3  Extrêmes, non-stationnarité et changements climatiques

L’un des impacts majeurs des changements climatiques est une modification de l’amplitude et de la fréquence de conditions météorologiques extrêmes, dont une intensification des précipitations extrêmes.

Reprenons l’exemple de la Figure 2.1 afin d’illustrer comment se manifestent les changements climatiques. On constate qu’au-delà de la grande variabilité interannuelle, les précipitations maximales annuelles semblent augmenter avec le temps. Ainsi, la moyenne sur les 30 premières années (1928–1957) est de 44 mm, alors que la moyenne pour les 30 dernières années (1995–2024) est de 61 mm (Figure 3.1). L’application d’un test statistique (test de Mann-Kendall au seuil de significativité de 95%; voir la fiche 6) confirme l’hypothèse d’une tendance à la hausse à cette station (p-value < 0.01). On parle alors de tendance statistiquement significative. Le taux de variation des précipitations extrêmes estimé pour la station de Chelsea est de 3.5 %/décennie1. Une telle série est dite non-stationnaire.

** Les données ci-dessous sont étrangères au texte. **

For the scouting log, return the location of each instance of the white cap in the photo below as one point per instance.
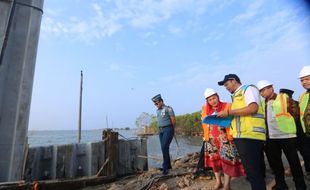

La tendance présentée à la Figure 3.1 est représentative des tendances parfois observées et généralement simulées par les modèles climatiques (hausse ou baisse progressive de la moyenne). Elle implique que la probabilité d’observer une valeur extrême supérieure à certains seuils augmente avec le temps. Considérons de nouveau la série de la Figure 3.1 et plaçons-nous en 2000. On peut estimer la précipitation maximale annuelle de période de retour2 20 ans à partir de la série disponible à ce moment (1928-2000), ce qui donne 71 mm.3 Pour les fins de l’exemple, supposons que cette valeur est utilisée pour la conception d’un ouvrage de capacité suffisante pour évacuer les eaux de ruissellement d’une pluie de 71 mm. Des dépassements de capacité, et donc d’éventuels bris de services, seraient susceptible de survenir en moyenne à tous les 20 ans, un seuil jugé raisonnable selon la tolérance au risque des concepteurs. Or, si on se reporte aux valeurs de la période 2001–2024, on constate que sa capacité aurait été dépassée neuf années4 pendant cette période, alors que quatre années avec des dépassements sont observées pendant la période 1928–2000. Le risque encouru pendant la période 2001–2024 va bien au-delà de celui initialement établi sur la base de la série ‘historique’. Cet exemple montre l’importance d’intégrer les changements climatiques dans la conception d’ouvrages.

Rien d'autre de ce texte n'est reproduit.